En efecto, Méndez estaba estudiando los anuncios sexuales de El Periódico y había seleccionado ya dos. Uno por su patético dramatismo («Minusválido busca minusválida para hacer el amor en igualdad de condiciones») y otro por lo prometedor que resultaba («Viuda de alto funcionario, desconsolada y ardiente, busca caballero con imaginación»). Si era sólo imaginación lo que buscaba, Méndez podía tener fundadas esperanzas de rehacer su vida; además una viuda de alto funcionario podía darle a uno estimulantes sorpresas, sobre todo si estaba gordita y conservaba un gato bien entrenado y el vestuario de la época.

Méndez acudió inmediatamente al teléfono, por supuesto.

– Oiga, ¿el abogado Méndez? -le preguntaron.

– Claro que sí, señora. El abogado Méndez, para lo que haga falta.

– Es por lo de la recompensa.

– ¿Recompensa?…

– Sí. Telefoneó el señor Cortadas para que le reserváramos una mesa de cuatro cubiertos. Imagínese. Después de tantos años sin venir.

– ¿Una mesa? ¿Desde cuándo hace falta reservar una mesa en el local de ustedes? ¿Ha encogido?

– No crea; al mediodía tenemos mucha clientela. El caso es que llamó.

– Perfecto, perfecto… ¿Y cuándo viene a comer? Estaré encantado de saludarle.
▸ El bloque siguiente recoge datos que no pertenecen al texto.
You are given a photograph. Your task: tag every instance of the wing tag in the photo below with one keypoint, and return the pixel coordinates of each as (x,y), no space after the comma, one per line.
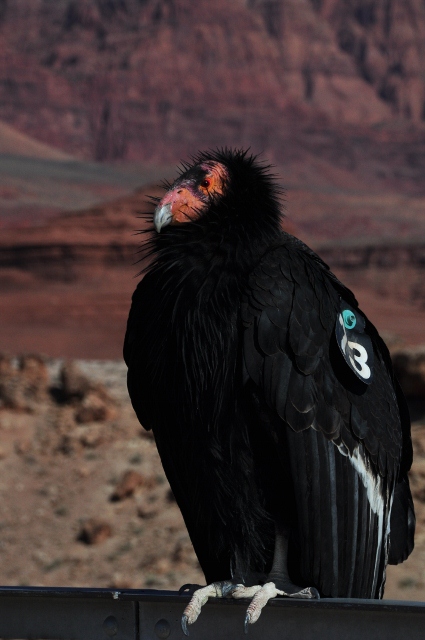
(354,343)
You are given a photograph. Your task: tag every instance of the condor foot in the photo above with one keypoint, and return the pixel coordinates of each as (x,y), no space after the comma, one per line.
(260,595)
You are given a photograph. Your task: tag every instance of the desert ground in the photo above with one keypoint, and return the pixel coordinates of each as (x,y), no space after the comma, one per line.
(83,497)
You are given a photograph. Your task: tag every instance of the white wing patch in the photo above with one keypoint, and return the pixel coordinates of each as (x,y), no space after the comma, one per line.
(376,497)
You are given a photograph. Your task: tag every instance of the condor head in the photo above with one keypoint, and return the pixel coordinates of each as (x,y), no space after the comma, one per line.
(191,194)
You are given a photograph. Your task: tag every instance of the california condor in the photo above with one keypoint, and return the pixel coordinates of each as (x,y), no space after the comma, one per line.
(280,425)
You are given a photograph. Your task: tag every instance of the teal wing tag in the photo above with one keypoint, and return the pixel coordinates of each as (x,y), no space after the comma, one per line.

– Tenía que venir hoy, señor Méndez. Esperábamos llamarle a usted cuando él estuviera aquí. Pero no vino.

Los dedos de Méndez se contrajeron sobre el teléfono. Ya estaba otra vez allí la maldita sensación. El desafío. Wenceslao Cortadas se reía de ellos en un macabro juego donde la sangre de las víctimas era solamente un instrumento. Quién sabe las humillaciones que la ley le había infligido durante años, y de todas se estaba vengando maliciosamente ahora. Los locos de esa clase no tienen límites y además son inteligentes. Wenceslao Cortadas era tan peligroso que Méndez no pudo evitar un estremecimiento.

Y encima el Wences le seguía. Sabía perfectamente todo lo que estaba haciendo. Cuando él cenaba en el restaurante, seguramente el asesino le vigilaba desde la puerta. Méndez fue incapaz de seguir pensando.

Entonces oyó la voz preguntándole al otro lado del hilo:

– ¿Qué? ¿Y la recompensa?

– Se la daré cuando veo a Cortadas -gruñó el policía-. Mientras no lo vea, díganle ustedes mismos que les pinten los billetes al óleo.

La mujer gritó:

– ¡Sinvergüenza! ¿Usted abogado? ¿Abogado de qué?… Tenía razón. Méndez colgó mientras susurraba:

– Lástima que no me haya creído, joder. Con lo bien que me estaba saliendo.

Y pidió una copa de coñac fuerte antes de atreverse a volver a su cama. Es que a veces hacía falta valor.